В Пулково — двадцать км от Питера — растянулись все нервные жилы и Ян почувствовал полный вес города на костях, неподьёмность всех своих мертвецов.

Глядя на мерцающие искусственным светом аэропортовые сходы, скошенные пропорции местной архитектуры, Ян подумал, что бывают такие формы вещей, которые наиболее зримо облепляют потусторонний мир. Он застал Эвридику уже за глухой таможенной оградой. Воздушные пути ее коленей повышали и разрежали давление, воздействуя, как помпа, на сердца пограничников, спрятанных в контролерских тумбах. Даже очочными бликами не отразиться. Она сама источник, девушка-джерело. Попытался хотя бы вздохами многопудовыми осесть на её щеках, лбу. Изошёл весь густым паром. Но она вытерла поволоку платком. Близоруко повела глазами. И поскакала мартышечным эхом заканчивать посадку под низкими аэропортовыми сводами, бесстыдно украв, банан, душу Яна у её дальнего родственника — джинн, невостребованно клубившегося над худыми яновыми сапогами- бурлаками, земными пьяницами.

По питерским улицам — морщинам бывшего небожителя. Последняя янова солёная капля скатилась к вокзалу. В Москву, в Москву, где ждал её жертвенный фиал, вновь неоперенная девица.

***

Юпитерианская зима оборвала, точно струны, все железные дороги, свернувшиеся ртутной розой метро им. Кагановича, к ночи замиравшей, подобно дирижерскому бутону в антракте, пока хрустальное позванивание оцепеневших ярусов достигало города-галерки, отхлопавшего кленовые ладоши и одеревеневшего, словно притон опиоманов, что вслушиваются в зыблющееся в недрах лето.

Фарфоровый поезд. Все его краски и связи с миром изошли, как щетина. Истрескался, но связан, склеен каким-то смысловым контуром, похожим на корову, это, наверно, контур его ангела- хранителя. Еле виден, как стёртая картина, вот-вот совсем сотрётся, но — сохраняется, как в пенале, в ватно-искусственном, мягком свете. Вектор этого света — не в наш мир, поэтому не ранит.

Черенкова возвращалась домой под утро. На первую зарплату — Викч взял в лаборантки — она купила органно — фортепианный абонемент. На концерте Черенкова думала, что если опрокинуть органистку на спину, то окажется, что у неё не четыре конечности, а шесть, которые крутят — бах-бах! — даже не глобус, а огромный, с тёмными буклями гусеничный кокон, и что вот- вот сама исполнительница изойдёт дёргаными чёрточками, паучьим почерком собора. То ли дело пианистка, блистающая руками и ногами, у неё давно уже вырос обезьяний хвост, удобно обвивший толстую талию. Которым она перелистывает партитуру, когда никто не видит.

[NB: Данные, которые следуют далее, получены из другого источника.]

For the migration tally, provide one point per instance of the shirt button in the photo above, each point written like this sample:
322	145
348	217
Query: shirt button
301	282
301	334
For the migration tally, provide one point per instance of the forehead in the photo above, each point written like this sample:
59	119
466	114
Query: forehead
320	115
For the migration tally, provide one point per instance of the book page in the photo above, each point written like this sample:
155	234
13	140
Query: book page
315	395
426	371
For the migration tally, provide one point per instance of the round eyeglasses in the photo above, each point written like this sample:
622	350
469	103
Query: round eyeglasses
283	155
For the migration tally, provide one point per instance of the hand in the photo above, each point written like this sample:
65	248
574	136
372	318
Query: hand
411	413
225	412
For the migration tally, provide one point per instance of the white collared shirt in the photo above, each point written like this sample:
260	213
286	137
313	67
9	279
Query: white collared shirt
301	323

После музыкальных инъекций Черенкова так светилась, что какой-то грузин в кепке-аэродроме бесплатно подвёз её к церковной квартире у пресненского пруда.

Пруд был словно оборотное зеркало, на чью вспученную амальгаму карпы-спириты вызвали строптивого конкобежца, запорхавшего вдоль береговой небесной створки, наблюдая как в очередном кусте древесного инея многоэтажно прохудившийся сумрак вылуплял еловые шары, каждый из которых был голографичным глазом трёх парок, переходящим, как и гаммельнская флейта, панический орган инкубов.

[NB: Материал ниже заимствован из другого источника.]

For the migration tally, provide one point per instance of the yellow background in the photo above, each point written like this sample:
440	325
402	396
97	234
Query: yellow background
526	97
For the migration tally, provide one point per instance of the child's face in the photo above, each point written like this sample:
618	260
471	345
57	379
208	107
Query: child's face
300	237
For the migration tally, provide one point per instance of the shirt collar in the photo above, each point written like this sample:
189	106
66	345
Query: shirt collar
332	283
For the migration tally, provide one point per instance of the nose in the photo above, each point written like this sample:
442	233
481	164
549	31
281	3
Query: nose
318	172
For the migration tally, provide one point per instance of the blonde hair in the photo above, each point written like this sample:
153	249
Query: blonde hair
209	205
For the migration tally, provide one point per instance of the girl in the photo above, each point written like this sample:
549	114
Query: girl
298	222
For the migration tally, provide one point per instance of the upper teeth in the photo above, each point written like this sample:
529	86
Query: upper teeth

Катакомбникам Черенкова принесла довольно бласфемическую видеокассету, взятую ею у Викча. Ибо лаборантская работа Черенковой в основном состояла в просмотре в подсобке картин, которые Викч покупал в Берёзке или привозил после своих выездных симпозиумов. Лаборантка представляла как перенесётся в одно из несметных окон в далёких забытых домах, запечатлённых в этих случайных фильмах. Кто ещё, кроме неё, в бесконечном безучастном мире поглядит на причудливую трещинку в кирпиче, который давно рассыпался без следа, заметит движение ветки сорок лет назад, столь же важное, как движение чьей-то души, облетевший поцелуй, прикосновение рук, давно умерших. Викч сидел сзади, вспоминал загранпоездку и то что любая немка прозрачна вся, насквозь, вплоть до хрустального копчика, в котором растёт японская орхидея. В голову же любой русской барышни будто дракон яйцо отложил — задний ум. Между тесёмками лаборантского халатика сопереживавшей Черенковой виднелись змеиные позвонки, елозили по деревянному сиденью, впивались в табуреточный самогон. Спереди они стимулируются натуральными опиатами, думал Викч, сзади — натуральными алкоголями. Девичья спина изогнулась голой пружиной. Так, что отлетел позвоночник. Позвоночник женщины — пропеллер. Вздымает её когтистой кошкой за шкирку. Укладывайся — поменяв полярность. Меняет местами фригидность и поэтичность.

Собственно говоря, Викч, несмотря на вегетативную девиацию первого впечатления, сразу признал в Черенковой вокзальную клофелинщицу, встреченную им на вокзале. Сомнений быть не могло, ведь с ней была чернушка, также поступившая к нему на факультет.

Когда Викч в первый раз вызвал Амазонетту в деканат и внимательно на неё посмотрел, у неё загорелись виски. Она ужасно испугалась отчисления, что Викч ей подложит свинью, ей придется возвращаться в Юмею к пьяной матери-писательнице, сдавшей её в интернат. А все эта Азеб, ещё когда подъезжали к Москве предложившая раскрутить на вокзале богатенького буратину, чтобы купить новые колготы и лифчик вместо интернатского, замызганной! Деньги — пощечины Бога человеку! И сейчас этот боров спросит, когда должок отдавать думаешь, за что деньги брала?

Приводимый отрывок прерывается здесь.